Made by Survivors | Inside her house


Inside her house

23 Jun 2008, by elance programmer in Uncategorized

June 19, 2008 

Several months ago, before I left for the US, the group of women from Topsia’s community center formed a Self Help Group. This band of ten young women, called Ekta "unity," produces our Om Line of products, including embroidered handbags and tank tops. The treasurer of this group, Nasreen, invited me to her cousin’s home yesterday and I was thrilled to accept the offer. Since she lives in a predominantly Muslim area, I made sure to wear my most modest salwarkamee suit.

Nasreen's Cousin's houseWalking through the narrow lanes of the area was an influx of sensory stimulation – pungent smells of food and human waste, cries and laughter, and countless malnourished eyes staring at me – it was a good thing Nasreen was guiding me. Her cousin’s home was a haven from these lanes; one small room with a large bed, dresser and bookstand. This one room was shared by her three cousins, aunt, uncle, and her uncle’s mother. But today the entire neighborhood had gathered to meet me. Children of all ages came in to ask my name, "Vaat ees your nam?" Two of the girls danced and sang for me, but I had to return the favor with the one Hindi song I know. Chocolate cake and chips were served, and an exchange of gifts that is customary for visiting a person’s house for the first time. As the loudspeaker sounded the call to prayer, we all bowed our heads, the Muslim women covered their heads, and we prayed to God for strength and forgiveness. They found it very interesting that I also prayed with them, but I explained that, to me, God is the same, whether by the name Allah or Yahweh.

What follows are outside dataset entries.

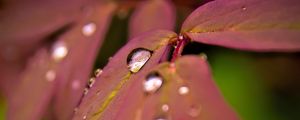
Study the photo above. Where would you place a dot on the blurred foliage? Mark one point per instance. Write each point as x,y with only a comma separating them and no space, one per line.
3,107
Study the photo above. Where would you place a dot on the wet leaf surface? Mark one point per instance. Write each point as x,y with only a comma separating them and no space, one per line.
253,25
109,86
151,15
183,95
64,71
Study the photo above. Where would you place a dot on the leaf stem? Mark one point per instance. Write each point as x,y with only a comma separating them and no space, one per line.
181,42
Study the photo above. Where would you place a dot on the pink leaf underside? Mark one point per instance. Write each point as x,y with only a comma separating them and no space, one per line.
108,88
253,25
35,91
24,25
151,15
203,101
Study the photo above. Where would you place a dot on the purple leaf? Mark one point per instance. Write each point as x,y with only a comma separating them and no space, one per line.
151,15
71,59
74,72
116,76
254,25
187,92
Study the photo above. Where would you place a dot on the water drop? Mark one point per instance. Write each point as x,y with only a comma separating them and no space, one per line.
194,111
203,56
84,117
88,29
137,59
183,90
85,91
59,51
91,82
152,83
75,84
165,107
98,72
50,75
75,110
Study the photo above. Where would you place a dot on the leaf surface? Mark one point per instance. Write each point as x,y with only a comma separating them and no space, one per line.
151,15
110,85
202,101
252,25
69,75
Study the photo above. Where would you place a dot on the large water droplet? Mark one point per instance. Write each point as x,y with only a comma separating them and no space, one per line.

Nasreen’s cousin is very sweet, and I encouraged her to follow in Nasreen’s footsteps as she’s now a wage-earning woman! This has brought an enormous amount of respect and responsibility from her community, since most women never work outside the house. She is really a confident young woman that demands her rights to education and employment – a true community leader and inspiration.

Sitting on their bed made me think of the days I used to fight with my sister and brother, and we would always stomp off to our separate rooms and slam the door. But what if we couldn’t slam the door? What if we all shared one room, and when we got mad everyone knew about it, and despite our anger we still had to sleep in the same bed at night? It’s absolutely mind-blowing to see how different the living conditions are here, and also how refreshingly simple. Why do we need 5 separate bedrooms? Just so we can slam doors?